教育福祉常任委員会 付託案件の審査について 陳情第12号

2015年12月9日 18時25分 | カテゴリー: 活動報告

神奈川県に私学助成の拡充を求める意見書の提出を求める陳情

 

 神奈川県においても、私立学校の役割は公立学校と同様に公教育の場としてその重要性は教育基本法第6条に定められています。しかし、公立高校と私立高校へ進学した場合では、生徒・保護者に教育負担に大きな格差があり、拡大傾向にある低所得者世帯では教育費負担は大きな課題です。
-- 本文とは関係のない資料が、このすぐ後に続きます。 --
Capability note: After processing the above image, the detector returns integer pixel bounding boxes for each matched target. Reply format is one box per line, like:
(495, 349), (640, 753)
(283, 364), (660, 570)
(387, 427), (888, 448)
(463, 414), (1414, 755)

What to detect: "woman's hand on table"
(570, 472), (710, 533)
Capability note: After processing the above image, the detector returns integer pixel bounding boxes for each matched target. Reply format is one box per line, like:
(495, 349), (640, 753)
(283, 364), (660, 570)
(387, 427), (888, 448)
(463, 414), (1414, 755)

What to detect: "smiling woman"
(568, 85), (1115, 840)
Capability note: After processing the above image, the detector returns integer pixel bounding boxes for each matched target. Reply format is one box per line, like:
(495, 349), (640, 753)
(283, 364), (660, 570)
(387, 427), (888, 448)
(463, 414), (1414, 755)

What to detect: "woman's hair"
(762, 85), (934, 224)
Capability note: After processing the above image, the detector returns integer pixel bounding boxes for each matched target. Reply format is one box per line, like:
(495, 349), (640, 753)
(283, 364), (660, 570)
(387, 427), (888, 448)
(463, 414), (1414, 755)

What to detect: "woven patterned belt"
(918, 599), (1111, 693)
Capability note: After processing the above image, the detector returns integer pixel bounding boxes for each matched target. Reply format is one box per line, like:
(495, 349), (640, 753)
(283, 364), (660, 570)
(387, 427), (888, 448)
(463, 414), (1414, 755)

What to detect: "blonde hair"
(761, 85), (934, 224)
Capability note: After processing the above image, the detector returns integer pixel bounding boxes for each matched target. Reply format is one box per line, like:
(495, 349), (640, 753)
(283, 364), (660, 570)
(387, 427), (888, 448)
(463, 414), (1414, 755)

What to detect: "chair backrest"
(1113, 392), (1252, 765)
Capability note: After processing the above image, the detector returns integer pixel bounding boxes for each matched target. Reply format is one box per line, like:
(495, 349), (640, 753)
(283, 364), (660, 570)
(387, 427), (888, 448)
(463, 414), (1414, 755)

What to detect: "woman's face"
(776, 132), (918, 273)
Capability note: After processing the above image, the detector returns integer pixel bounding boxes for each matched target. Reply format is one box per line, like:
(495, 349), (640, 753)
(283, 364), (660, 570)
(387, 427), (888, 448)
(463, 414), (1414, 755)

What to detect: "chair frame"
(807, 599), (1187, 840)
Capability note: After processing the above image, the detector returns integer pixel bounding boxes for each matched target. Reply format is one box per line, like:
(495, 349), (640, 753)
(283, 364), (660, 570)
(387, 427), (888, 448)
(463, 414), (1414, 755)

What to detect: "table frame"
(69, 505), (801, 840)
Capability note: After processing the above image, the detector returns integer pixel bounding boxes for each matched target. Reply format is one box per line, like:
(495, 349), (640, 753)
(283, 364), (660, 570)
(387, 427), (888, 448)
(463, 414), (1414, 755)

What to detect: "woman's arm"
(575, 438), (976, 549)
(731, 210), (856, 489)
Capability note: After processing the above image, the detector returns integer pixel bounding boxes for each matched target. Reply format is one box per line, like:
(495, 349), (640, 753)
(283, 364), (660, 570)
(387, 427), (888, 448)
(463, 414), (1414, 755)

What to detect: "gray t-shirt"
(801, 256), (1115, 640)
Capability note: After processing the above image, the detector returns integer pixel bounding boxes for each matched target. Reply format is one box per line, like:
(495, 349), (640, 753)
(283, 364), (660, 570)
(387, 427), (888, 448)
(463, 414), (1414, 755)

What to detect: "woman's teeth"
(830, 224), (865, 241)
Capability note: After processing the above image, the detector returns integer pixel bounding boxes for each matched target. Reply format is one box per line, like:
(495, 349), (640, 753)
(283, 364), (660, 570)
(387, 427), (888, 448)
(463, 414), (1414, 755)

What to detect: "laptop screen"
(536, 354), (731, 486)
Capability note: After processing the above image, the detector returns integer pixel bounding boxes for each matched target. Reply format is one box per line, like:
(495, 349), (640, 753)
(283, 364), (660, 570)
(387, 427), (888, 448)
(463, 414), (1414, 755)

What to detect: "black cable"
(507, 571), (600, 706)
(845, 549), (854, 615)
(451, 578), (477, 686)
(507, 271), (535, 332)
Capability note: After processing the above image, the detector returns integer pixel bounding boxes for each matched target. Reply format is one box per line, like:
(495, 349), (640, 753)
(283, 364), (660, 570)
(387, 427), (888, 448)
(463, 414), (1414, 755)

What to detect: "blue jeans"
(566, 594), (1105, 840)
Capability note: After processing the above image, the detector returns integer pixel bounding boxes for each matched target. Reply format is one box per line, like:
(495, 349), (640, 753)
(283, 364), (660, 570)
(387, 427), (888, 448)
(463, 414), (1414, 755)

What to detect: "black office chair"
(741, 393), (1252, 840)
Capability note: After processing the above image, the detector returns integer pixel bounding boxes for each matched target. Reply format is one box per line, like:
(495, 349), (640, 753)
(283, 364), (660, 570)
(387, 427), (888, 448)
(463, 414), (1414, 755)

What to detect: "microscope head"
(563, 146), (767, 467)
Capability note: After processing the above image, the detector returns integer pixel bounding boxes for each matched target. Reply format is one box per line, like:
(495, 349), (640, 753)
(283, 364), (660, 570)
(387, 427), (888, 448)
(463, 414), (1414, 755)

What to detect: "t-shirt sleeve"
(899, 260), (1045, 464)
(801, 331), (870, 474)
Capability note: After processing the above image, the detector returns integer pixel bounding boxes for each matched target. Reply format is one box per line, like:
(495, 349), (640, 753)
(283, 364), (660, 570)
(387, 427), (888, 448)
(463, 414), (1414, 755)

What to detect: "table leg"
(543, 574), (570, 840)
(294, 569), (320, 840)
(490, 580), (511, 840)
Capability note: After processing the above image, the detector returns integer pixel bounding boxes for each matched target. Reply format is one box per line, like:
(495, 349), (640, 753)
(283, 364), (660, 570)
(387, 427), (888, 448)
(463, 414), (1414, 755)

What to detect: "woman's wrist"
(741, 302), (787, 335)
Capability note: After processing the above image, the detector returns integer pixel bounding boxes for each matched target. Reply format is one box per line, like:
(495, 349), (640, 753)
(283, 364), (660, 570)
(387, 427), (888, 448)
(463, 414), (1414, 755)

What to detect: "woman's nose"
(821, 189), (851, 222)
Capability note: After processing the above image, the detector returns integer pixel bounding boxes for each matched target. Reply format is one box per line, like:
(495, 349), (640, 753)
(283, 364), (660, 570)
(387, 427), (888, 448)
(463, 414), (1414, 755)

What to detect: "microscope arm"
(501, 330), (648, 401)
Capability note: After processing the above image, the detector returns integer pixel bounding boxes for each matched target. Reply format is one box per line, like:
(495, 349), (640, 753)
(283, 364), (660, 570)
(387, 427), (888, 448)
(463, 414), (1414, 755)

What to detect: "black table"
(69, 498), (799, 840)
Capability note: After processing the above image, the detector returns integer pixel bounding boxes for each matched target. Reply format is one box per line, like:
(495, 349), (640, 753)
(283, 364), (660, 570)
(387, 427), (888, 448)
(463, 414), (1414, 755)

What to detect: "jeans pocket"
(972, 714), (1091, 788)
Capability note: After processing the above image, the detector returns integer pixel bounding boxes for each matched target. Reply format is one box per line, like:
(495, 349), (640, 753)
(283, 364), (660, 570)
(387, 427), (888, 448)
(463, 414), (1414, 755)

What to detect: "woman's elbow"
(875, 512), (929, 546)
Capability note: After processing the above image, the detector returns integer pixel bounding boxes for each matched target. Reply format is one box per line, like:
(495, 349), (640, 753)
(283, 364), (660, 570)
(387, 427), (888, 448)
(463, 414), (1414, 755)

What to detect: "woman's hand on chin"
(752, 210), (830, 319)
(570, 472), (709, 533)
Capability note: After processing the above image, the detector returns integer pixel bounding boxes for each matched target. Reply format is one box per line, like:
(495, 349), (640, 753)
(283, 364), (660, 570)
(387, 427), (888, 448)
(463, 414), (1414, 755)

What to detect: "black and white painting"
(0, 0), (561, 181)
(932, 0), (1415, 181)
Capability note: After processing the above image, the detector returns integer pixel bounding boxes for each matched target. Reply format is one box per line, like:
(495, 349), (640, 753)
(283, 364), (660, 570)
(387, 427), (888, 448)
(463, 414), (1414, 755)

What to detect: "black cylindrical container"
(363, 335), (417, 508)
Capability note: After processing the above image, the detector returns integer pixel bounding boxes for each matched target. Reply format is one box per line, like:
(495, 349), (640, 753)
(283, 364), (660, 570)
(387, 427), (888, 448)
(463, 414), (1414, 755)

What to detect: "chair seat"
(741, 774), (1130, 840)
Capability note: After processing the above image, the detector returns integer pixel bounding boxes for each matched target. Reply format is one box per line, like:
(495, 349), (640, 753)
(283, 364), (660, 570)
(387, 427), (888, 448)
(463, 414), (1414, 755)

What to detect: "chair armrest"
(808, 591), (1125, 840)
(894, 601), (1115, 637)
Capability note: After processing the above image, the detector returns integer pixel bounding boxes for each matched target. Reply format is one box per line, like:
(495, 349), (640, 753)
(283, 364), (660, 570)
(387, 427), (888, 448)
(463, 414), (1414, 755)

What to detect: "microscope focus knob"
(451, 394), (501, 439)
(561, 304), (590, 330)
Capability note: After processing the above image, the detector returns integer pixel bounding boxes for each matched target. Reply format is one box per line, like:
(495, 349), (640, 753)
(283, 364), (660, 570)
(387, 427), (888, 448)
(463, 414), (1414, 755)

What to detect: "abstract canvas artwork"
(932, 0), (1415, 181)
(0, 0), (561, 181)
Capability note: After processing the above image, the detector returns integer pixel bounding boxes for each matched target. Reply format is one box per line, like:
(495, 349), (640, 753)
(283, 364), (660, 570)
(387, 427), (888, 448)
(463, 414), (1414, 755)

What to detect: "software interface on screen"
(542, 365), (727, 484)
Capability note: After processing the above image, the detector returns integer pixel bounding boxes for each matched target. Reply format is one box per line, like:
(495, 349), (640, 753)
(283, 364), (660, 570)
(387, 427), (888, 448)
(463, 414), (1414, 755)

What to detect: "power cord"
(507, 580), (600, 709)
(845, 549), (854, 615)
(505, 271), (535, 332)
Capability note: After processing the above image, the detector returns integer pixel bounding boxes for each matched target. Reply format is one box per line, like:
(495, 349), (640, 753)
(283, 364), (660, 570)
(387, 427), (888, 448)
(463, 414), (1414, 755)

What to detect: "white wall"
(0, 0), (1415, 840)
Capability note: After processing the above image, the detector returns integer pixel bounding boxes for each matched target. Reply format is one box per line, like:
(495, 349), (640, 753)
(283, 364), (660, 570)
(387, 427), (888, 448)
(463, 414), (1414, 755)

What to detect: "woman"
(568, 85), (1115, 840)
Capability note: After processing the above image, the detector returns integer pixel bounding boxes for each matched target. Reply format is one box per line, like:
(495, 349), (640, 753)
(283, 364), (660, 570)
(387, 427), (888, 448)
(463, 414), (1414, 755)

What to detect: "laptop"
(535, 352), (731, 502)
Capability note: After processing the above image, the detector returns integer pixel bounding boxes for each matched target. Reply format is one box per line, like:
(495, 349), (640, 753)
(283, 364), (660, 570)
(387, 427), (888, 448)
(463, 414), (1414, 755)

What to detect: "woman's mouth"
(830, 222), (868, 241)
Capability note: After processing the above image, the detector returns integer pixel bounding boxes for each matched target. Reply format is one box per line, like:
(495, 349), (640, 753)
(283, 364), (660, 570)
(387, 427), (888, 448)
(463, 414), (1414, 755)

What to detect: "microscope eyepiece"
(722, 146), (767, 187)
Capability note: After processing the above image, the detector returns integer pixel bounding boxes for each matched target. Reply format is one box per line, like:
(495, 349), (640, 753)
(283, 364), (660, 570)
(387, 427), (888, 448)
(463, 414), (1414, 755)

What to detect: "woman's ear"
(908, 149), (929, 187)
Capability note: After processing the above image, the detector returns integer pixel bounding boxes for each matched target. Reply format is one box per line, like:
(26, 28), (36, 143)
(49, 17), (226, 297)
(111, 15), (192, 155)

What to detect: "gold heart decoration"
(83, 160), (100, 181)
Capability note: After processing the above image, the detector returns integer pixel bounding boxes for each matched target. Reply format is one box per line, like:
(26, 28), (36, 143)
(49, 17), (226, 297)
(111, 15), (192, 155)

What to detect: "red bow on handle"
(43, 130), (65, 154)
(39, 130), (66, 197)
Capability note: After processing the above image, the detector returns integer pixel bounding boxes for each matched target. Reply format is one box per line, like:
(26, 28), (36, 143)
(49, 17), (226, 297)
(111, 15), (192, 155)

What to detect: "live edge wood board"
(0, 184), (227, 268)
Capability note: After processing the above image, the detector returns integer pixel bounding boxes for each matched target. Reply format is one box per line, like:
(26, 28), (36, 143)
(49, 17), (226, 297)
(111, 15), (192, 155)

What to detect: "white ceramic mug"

 高等学校等就学支援金や神奈川県私立高等学校等生徒学費補助金による助成を受けることができますが、その額は県内私立高等学校の平均授業料相当額であり、授業料以外の負担金年間約26万円は、生活保護世帯でも負担しなければなりません。大阪府や京都府の助成制度や、今年度から学費の無償化を実現した埼玉県と比較すると神奈川県の私立高等学校にかかる学費負担補助制度は格段の差があり、子どもたちの将来を左右する深刻な状況をもたらしています。私立高等学校の高額な学費負担の背景には、神奈川県の私立学校への生徒1人当たりの経常経費補助が国基準以下であることや、小中学校、幼稚園を含め全国最下位基準であることが、神奈川県の私立高等学校の入学金を除く平均学費が約68万円と関東で最も高く、全国的にも極めて高い学費に反映されています。さらに、神奈川県の公立中学校卒業生の全日制高校進学率が全国最下位水準と言う状況が続いており、私立高等学校への補助制度の抜本的改善は子どもたちの学ぶ権利を保障する上で急務と言えます。

 子どもたちの教育環境においては経済的な理由による格差はただちに解消されるべきです。教育水準の保障を支援することは、子どもたちの将来に展望をもたらし、貧困の連鎖の歯止めとなる事であり、社会的な影響もあり、賛成しました。

 

審査結果は、賛成6。反対0。賛成多数で、採択されました。